Syncthing retransmits large files on rename

ulgonia · April 24, 2020, 8:29am

OK sorry, I didn’t understand at first reading. So it seems it is something like a message ordering problem, right?

Do you mean you’d be able to include an improvement for this in a later version? You’ll probably find this very naive, but in my understanding, you could always know that you have a rename operation at the source (e.g. doing some kind of fingerprinting of the files, which you probably already do, or even through the Filesystem Watcher). Then the problem should be that you first inform the other parts of this operation, even if you send the data in several blocks afterwards?

Please don’t think this remark would be pretentious - I suppose you probably have already thought many times about all this I really just would like to understand the process.

Thanks

AudriusButkevicius · April 24, 2020, 1:46pm

Everything is a trade off.

When we detect a new file we notify the remote peers of it pretty must immediately, which is sometimes even quicker than we detect that a file with the same content has disappeared, which means that remote side starts effectively copying the file (which is not a rename, but still, not a redownload as you claim). This is what the watcher tries to optimise for in the worst case, by effectively delaying notifications for deletes.

We could not send anything until we’ve scanned everything, check if we match creations and deletions and conclude they are renames, but then for large folders you’d have to wait minutes for this to complete for remote peers to start doing any work. Also, you have to store the result of the scan somewhere to do the matching, and we have folders with terabytes of data and millions of files, so you can’t just store it in memory.

We could have some sort of fingerprint as you say, and if we see a file with the same fingerprint already exists, hijack the scan, check that file first, and if that disappeared conclude it’s a rename.

But then you have to store the fingerprint for every file, check for that fingerprint on every new file during a scan, and for people with a lot of files that will not be for free.

Theoretically it could be improvements in later version, but I am not aware of anyone working on this.

ulgonia · April 24, 2020, 3:42pm

Thank you for your analysis. Just to be clear I don’t claim there is a redownload every time, but it seems to me that the process lacks a bit of transparency, so that it is hard to say what is really happening with the files.

I understand your point, it is clear to me that sync processes are very complex, and covering all cases and providing high quality service is difficult.

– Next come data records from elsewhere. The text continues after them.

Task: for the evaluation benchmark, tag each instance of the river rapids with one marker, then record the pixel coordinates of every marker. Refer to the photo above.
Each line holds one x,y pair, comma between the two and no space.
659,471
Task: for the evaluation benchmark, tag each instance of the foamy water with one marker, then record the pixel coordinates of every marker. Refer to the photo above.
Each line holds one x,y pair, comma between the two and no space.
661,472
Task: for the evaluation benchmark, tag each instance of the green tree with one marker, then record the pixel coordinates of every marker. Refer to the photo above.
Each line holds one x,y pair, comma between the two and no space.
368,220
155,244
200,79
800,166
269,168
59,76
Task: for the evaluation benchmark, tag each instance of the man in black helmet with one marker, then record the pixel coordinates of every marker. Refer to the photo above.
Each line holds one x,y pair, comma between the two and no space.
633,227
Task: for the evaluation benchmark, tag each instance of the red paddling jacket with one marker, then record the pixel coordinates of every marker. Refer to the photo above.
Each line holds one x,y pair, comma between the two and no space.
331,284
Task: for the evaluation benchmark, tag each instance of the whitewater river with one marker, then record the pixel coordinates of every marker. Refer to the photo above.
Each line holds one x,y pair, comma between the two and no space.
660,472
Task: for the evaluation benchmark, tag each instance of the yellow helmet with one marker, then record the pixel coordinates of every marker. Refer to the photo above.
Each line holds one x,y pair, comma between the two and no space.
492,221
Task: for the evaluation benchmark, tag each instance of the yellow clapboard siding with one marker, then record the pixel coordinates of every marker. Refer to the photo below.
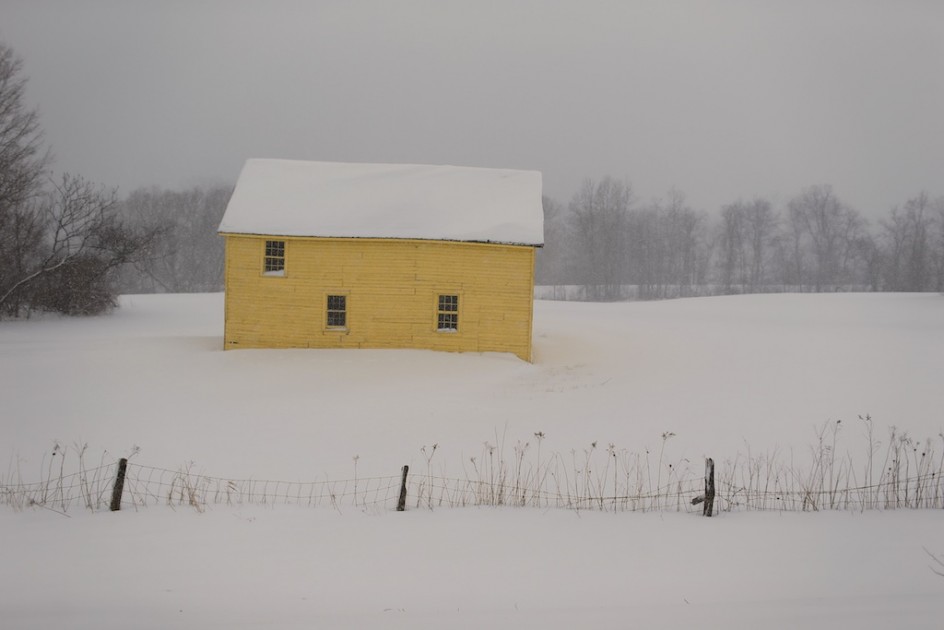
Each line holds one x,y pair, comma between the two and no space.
391,288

Syncthing seems to belong to the best ones as far as I could see!

Would be great if someone had time to work on this point anyway, as it looks like there is still a possible margin of optimisation: especially in the case of large and/or numerous files, the local copy can become a big drawback as you need twice the space on your server for this to succeed.

Cheers

AudriusButkevicius · April 24, 2020, 4:12pm

I don’t really see a margin of optimisation not causing sacrifice somewhere else.

We have people not happy sync process takes a few seconds to start and is not instant, while equally we have people not happy that renames are not always detected, equally we have people not happy that scans take long or take up memory.

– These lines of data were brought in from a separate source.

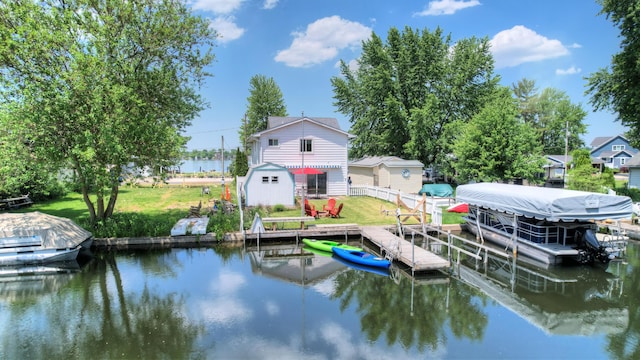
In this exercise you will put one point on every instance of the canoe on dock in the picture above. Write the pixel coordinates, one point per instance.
(327, 245)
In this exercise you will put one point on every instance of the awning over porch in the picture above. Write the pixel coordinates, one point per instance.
(315, 166)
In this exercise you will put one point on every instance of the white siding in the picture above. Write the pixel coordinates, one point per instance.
(634, 178)
(329, 151)
(269, 193)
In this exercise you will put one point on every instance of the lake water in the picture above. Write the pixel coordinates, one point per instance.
(285, 303)
(192, 166)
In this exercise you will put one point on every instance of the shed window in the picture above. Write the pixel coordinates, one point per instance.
(306, 145)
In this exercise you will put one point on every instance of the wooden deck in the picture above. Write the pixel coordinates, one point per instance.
(416, 257)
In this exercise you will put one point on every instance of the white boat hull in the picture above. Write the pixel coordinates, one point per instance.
(21, 256)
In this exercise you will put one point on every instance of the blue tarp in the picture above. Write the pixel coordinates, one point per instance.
(441, 190)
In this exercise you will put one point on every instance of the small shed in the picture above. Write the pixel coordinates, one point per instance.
(387, 171)
(269, 184)
(634, 172)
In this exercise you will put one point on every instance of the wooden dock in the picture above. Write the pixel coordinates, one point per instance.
(416, 257)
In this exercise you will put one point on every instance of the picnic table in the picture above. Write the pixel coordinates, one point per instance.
(16, 202)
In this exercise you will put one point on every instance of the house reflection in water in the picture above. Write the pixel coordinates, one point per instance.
(293, 264)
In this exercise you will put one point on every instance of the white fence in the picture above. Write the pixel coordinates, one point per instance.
(433, 204)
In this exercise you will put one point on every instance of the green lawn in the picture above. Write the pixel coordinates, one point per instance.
(149, 211)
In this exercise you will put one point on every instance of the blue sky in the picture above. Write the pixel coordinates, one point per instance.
(299, 43)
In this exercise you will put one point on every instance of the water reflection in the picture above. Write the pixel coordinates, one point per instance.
(285, 302)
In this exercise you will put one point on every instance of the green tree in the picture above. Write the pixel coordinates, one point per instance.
(496, 145)
(407, 91)
(583, 176)
(265, 99)
(102, 86)
(240, 164)
(618, 88)
(557, 121)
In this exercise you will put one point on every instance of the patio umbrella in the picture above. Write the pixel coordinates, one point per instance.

We’ll just shift from one crowd to another telling us world could be a better place.

You can’t win in every situation, and I wouldn’t hold your breath on improvements here.

cosas · April 25, 2020, 8:32am

Hi

Is there a handle which checks, potentially even when a download is already started, that same blocks are already available in other files (potentially even in currently downloading other files, potentially in other folders) ?

imsodin · April 25, 2020, 8:43am

Of course it checks for existing blocks, that’s kind of the “core business of Syncthing”: https://docs.syncthing.net/users/syncing.html. It does so before downloading (because what’s the point afterwards, the block is downloaded anyway).

ulgonia · April 25, 2020, 9:16am

@cosas: as far as I understood what @AudriusButkevicius explained, it would rather be a copy and not a download. However,the idea of interrupting the copy process and rename the file instead is really interesting! It seems like it could bring an improvement without having to reorder the messaging and though create new delays which could be indeed inacceptable.

But I still don’t understand the way those messages are triggered. In my very simple setup it is clear and also 100% reproduceable, that the rename is always correctly handled from the linux server to the windows machine, and always seen as a copy in the other direction.

Even if @AudriusButkevicius gave me a very good explanation of the general process and how it could end up with a copy rather than a rename (thanks again to him!), I’m actually still wondering why I get systematically this particular behaviour

Cheers

imsodin · April 25, 2020, 9:21am

That’s almost certainly due to the different underlying filesystem watcher implementations (like base system, nothing in syncthing or even Go). There is an active thread that showed that windows notifies on parent directory, not the change files themselves. If you want to see what exactly is going on, enable scanner and model debug facilities.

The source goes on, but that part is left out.